The What Next forum in Sweden has just published a nice, up-to-date overview of the Greenhouse Development Rights effort-sharing framework. Many thanks to Niclas Hällström for pushing the GDRs team to put it together. Weighing in at about ten thousand words, The North-South divide, equity and development – The need for trust-building for emergency mobilization is now the best single introduction and overview of GDRs around, and we’re very glad to have it.
We’re particularly glad because this essay contains an extended discussion of how GDRs – as an “equity reference framework” – could help us navigate a trust- and momentum-building transition to the high-ambition mobilization that we so desperately need.
By the way, this new GDRs overview is part of a book-length collection of rare relevance called What Next Volume III: Climate, Development and Equity. Take a good look at the Table of Contents page. There’s lots of excellent stuff here. In particular, Kevin Anderson’s Climate change: going beyond dangerous — Brutal numbers and tenuous hope is absolutely required reading. And Dale Wen’s piece on China — China and climate change — Spin, facts, and realpolitik — is excellent. If you still have Mark Lynas’ supremely unhelpful post-Copenhagen screed — “How do I know China wrecked the Copenhagen deal? I was in the room” — floating around in your head, Dale’s piece will help you to purge it for good. And Matthew Stilwell’s Climate finance – How much is needed?, which is extremely useful. And don’t miss A global programme to tackle energy access and climate change, by Tariq Bauri and Niclas Hällström. This is a key piece of the puzzle.

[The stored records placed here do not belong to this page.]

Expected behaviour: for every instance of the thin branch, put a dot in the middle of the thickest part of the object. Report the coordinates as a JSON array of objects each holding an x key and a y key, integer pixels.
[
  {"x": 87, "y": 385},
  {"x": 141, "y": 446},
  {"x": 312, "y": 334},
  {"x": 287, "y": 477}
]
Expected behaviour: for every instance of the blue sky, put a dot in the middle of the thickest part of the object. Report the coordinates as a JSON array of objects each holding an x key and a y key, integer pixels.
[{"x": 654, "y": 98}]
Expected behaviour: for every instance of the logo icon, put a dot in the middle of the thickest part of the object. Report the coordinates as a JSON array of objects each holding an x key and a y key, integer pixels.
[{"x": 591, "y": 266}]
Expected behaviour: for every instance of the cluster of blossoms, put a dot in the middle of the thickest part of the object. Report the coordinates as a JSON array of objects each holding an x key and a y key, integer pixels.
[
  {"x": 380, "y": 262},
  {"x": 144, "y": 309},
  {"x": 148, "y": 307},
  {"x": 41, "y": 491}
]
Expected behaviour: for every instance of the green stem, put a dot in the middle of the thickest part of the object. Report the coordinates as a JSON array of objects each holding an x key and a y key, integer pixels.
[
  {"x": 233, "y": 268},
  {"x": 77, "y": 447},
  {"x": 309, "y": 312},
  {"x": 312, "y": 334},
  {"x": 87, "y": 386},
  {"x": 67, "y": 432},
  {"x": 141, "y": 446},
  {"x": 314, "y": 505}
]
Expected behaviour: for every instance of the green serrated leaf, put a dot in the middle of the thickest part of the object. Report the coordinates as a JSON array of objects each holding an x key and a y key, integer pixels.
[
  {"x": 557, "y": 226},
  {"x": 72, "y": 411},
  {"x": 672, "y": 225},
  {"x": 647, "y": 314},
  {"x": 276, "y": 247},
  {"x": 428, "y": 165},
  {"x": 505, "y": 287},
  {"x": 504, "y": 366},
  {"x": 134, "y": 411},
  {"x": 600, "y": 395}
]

– Tom Athanasiou, July 21, 2012
The new issue of Rolling Stone has a major essay by Bill McKibben, called Global Warming’s Terrifying New Math. It’s a must read, for a number of reasons. The big one is that McKibben’s call for a “carbon disinvestment” movement – aimed at breaking the hammerlock that the fossil cartel has on our civilization – is a big step forward. It’s not the only step we need to take (more on this below) but it would make a huge difference.
First up, Terrifying New Math is a fine science-for-civilians essay on the recent “extreme weather,” which has been monumental. In fact, the summer of 2012 may well turn out to be a decisive turning point in the climate war. Not to put too fine a point on this, but the deniers have obviously peaked, at least in the US, at least for now. Not that they’ve given up – or run out of funding – but at least they’re now in the rear view. I for one doubt that they’ll be taking control of the debate again.
Anyway, there’s a lot of extreme-weather color in this essay. Who knew that this spring, when it rained in Mecca at a temperature of 109 degrees, it was the hottest recorded downpour on the books? And McKibben does a great job of quickly moving on to key numbers, and then drawing some substantive conclusions.